Published online by Cambridge University Press: 18 April 2023
Abstract
Even to this day, the history of ancient Rome, despite the size of her empire, is all too often exclusively considered through the eyes and reactions of metropolitan Romans. This chapter primarily uses the example of the Spanish writer Paulus Orosius to explore the response of provincials to their membership of the Roman Empire. It examines how Orosius, within his overall general history of antiquity, carefully uses incidents from the Iberian peninsula, such as the siege of Numantia and the Cantabrian Wars, at crucial moments in its development to underline the importance as he sees it of local contributions to the empire. The chapter develops these points to examine the growth of a Burkean Romanitas where local and broader forms of identity formed complimentary rather than competing roles.

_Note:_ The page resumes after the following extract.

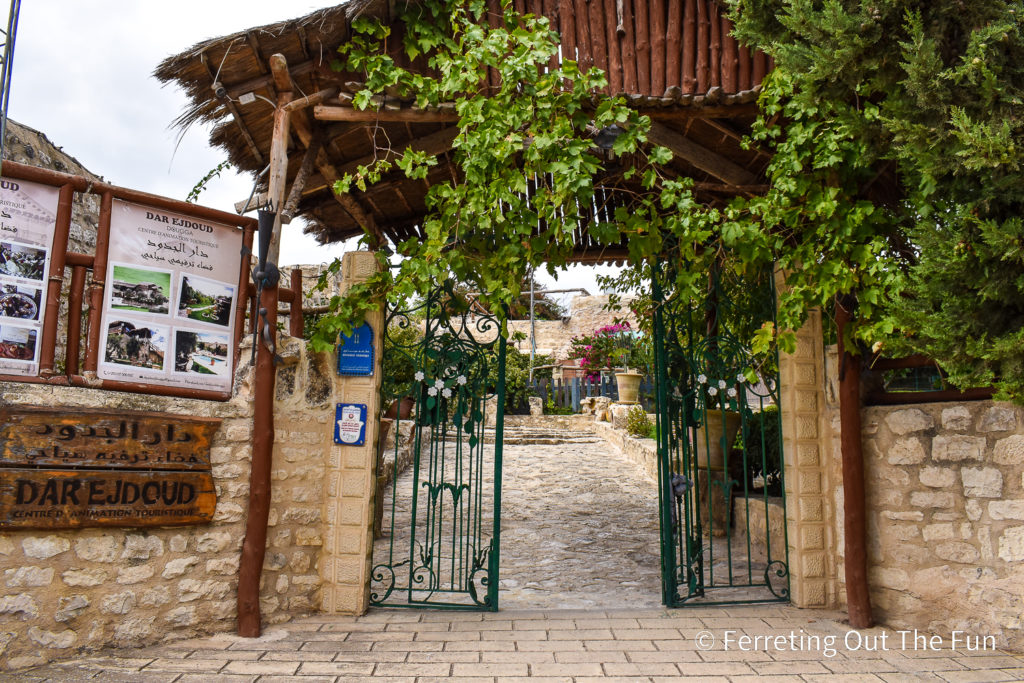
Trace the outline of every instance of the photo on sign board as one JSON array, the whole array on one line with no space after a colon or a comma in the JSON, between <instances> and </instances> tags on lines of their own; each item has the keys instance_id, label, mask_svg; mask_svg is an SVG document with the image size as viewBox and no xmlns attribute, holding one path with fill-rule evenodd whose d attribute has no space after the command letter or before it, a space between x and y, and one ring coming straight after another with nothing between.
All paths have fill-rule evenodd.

Keywords: Orosius, Burkean Romanitas, provincials, identity
In 2015, a Roman tombstone was unearthed in Cirencester in South West England. It bore a dedication to a 27-year-old woman named Bodicaca: a variant of the name Boudica. Though no firm dating is possible, the stone is likely to have been carved in the second century AD, some two generations after the uprising against Rome in South East England led by the Queen of the Iceni. Memories of the Queen lived on in Britain throughout the Roman period and beyond. The fifth-century author Gildas speaks of a ‘treacherous lioness’, leana dolosa , who butchered the rulers in Britain who had been appointed by Rome, and it is difficult not to see a gesture to the Icenian queen here. This reference is deeply hostile and there can be no doubt that it reflects Gildas’s own feelings. But these may not have been typical of his times. Gildas wrote to induce repentance in his audience and to do this he belittles the Britons at every opportunity, presenting them as a deeply flawed and ungrateful race who deserved to suffer. It is likely, therefore, that here he is deploying the rhetorical trope of refutatio : denigrating in advance an episode of history well known to his contemporary readers, which they would have used to counter his arguments. In short, the passage suggests that there was both a positive and a negative memory of Boudica in late-Roman and immediate post-Roman Britain.